Marty : "J’ai le coeur qui a failli lâcher"

Marty : "J’ai le coeur qui a failli lâcher"

Le 12/09/2021 à 19:11Mis à jour Le 12/09/2021 à 23:00

TOP 14 - Le nouvel entraîneur des trois-quarts de l’Usap revient sur la victoire si importante des Sang et Or face à Biarritz, ce samedi (33-20), sur ses premières émotions sur le banc et sur les motifs d'espoir suscités par cette rencontre.

Quel sentiment domine après cette première victoire de la saison ?

Je suis content mais surtout soulagé. Le contexte était difficile à gérer. Lors de la première période, on a senti la pression chez les joueurs. Puis ils ont réussi à prendre le score et à se détacher. Ca leur a permis de se relâcher. Au fil du match, on a emmagasiné de la confiance. Il y avait deux ou trois coups à jouer, on les a tentés. Il y a des choses positives à en retirer. J’ai envie que tous les week-ends, on ait la sensation d’avancer et d’apprendre. Après, on ne fait pas le match parfait. Pour gagner contre les grosses équipes, il faudra aller plus loin. C’est vers ça qu’il faut tendre.

L’équipe a su tenir mentalement alors que Biarritz avait réalisé un meilleur début de match. Comment l’analysez-vous ?

On s’était préparé à une grosse entame comme les Biarrots le font souvent. C'est ce qui s’est passé mais le groupe a répondu présent. Il a maintenant une histoire commune qui lui permet de gérer les quelques moments compliqués.

Le public a aidé pour résister...

On l’avait subi contre nous à Brive. Ca nous a fait beaucoup de bien cette fois. La dernière action est symbolique avec le stade qui nous a poussés. Même si comptablement, ça n’avait pas d’incidence car il n’y avait pas de bonus en jeu, ça a fait du bien dans les têtes de tenir.

Avez-vous perçu un manque de puissance en première période ?

Après avoir vu la seconde mi-temps, je dirais que c’était plus un déficit de confiance que de puissance. Au début, le groupe a gambergé un peu, c’est normal. Il recevait Biarritz qui venait de mettre trente points à Bordeaux et qui, on l’a vu de suite, avait des intentions.

Un petit mot sur les premiers pas de Melvyn Jaminet dans l’élite. Il a eu droit à un sacré comité d’accueil de la part des Biarrots avec des charges sur chacune de ses prises de balle ou presque...

Un baptême comme ça, ça me va. Il a été sur les tirs au but comme on le connaît, c’est-à-dire sans pression et avec un 100 % de réussite. On s’y habitue, à force. A côté de ça, il a amené un peu de folie.

Sa complémentarité avec Tristan Tedder a été une des belles promesses du jour... Que pouvez-vous en dire ?
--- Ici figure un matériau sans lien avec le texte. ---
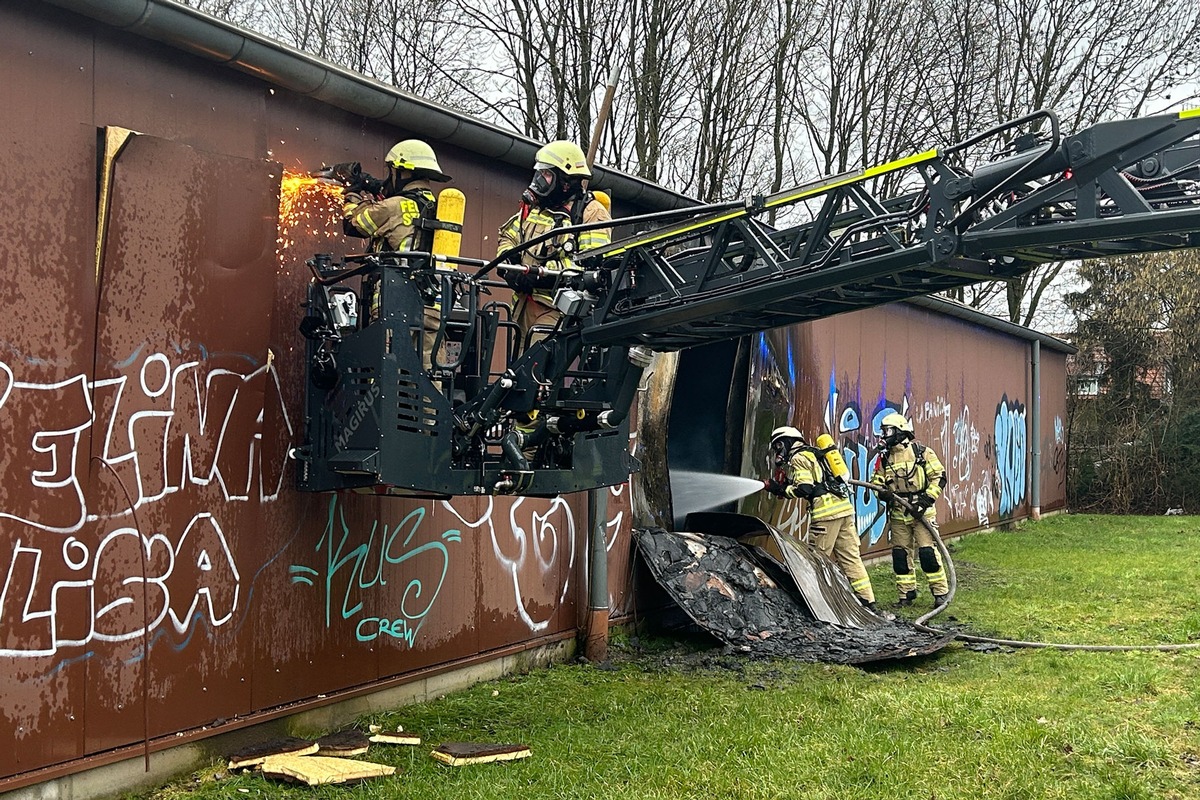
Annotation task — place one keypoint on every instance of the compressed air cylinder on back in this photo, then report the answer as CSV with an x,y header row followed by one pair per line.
x,y
451,210
828,449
On en parlait tout à l’heure. Ils ont tous deux un bon jeu au pied et de la vitesse. C’est intéressant de les avoir tous deux sur la pelouse. Tactiquement et stratégiquement, il y a encore du travail. Mais, comme pour le reste, ils vont essayer d’apprendre vite.
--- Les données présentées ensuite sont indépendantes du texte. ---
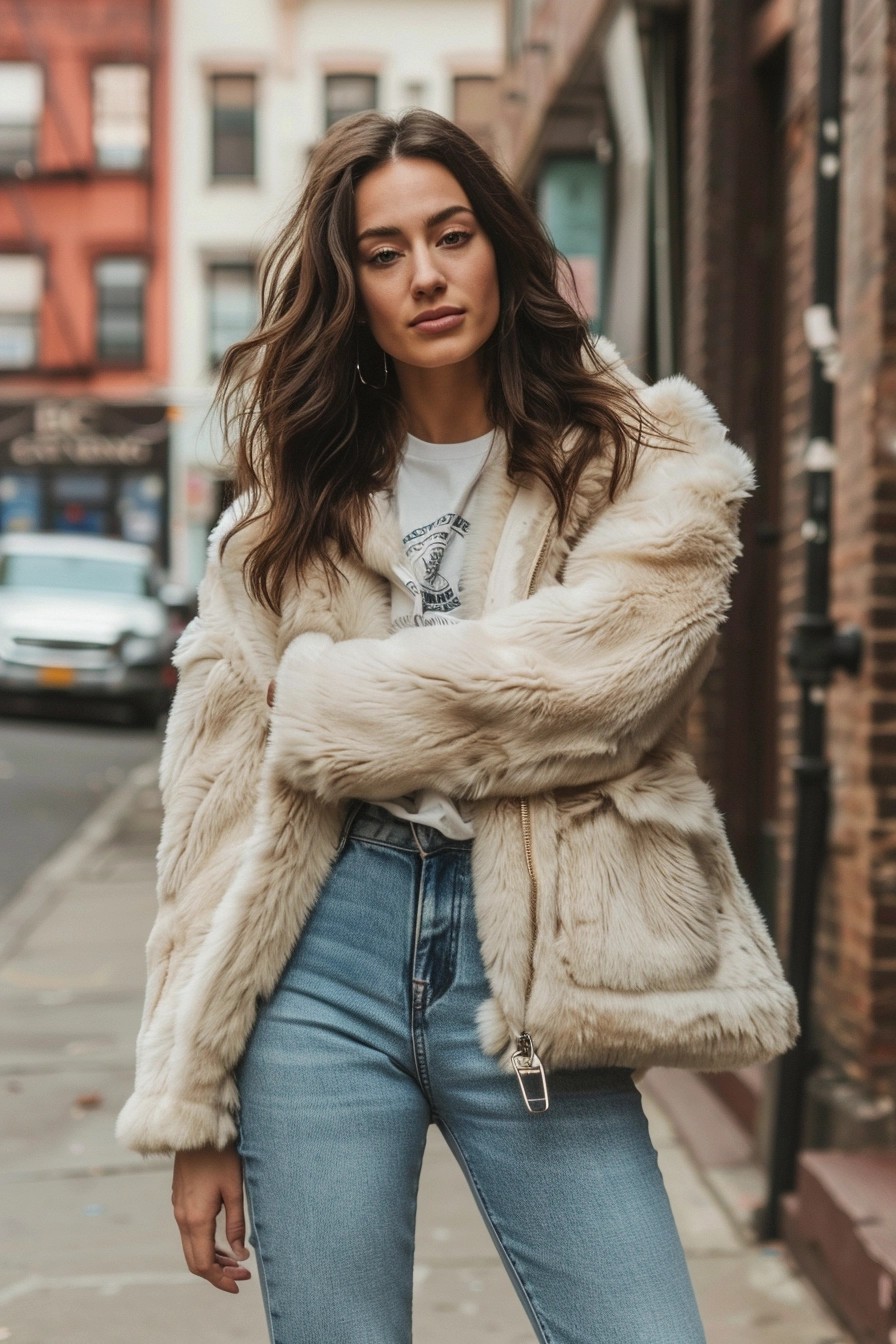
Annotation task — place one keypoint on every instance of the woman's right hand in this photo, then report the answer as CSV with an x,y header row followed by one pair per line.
x,y
204,1180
D’un point de vue personnel, comment avez-vous vécu cette première à Aimé-Giral en tant qu’entraîneur ?

C’est compliqué. J’ai le coeur qui a failli lâcher. Il y avait beaucoup de pression mais aussi du plaisir. C’est ce qu’il faut retenir pour aborder les prochains matchs. Quand on se lâche, on arrive à bien jouer.

Il était crucial de débuter par un succès à domicile. Est-ce là que se jouera le maintien ?

Il faudra essayer de prendre des points partout mais oui, c’est principalement à Aimé-Giral qu’il se jouera.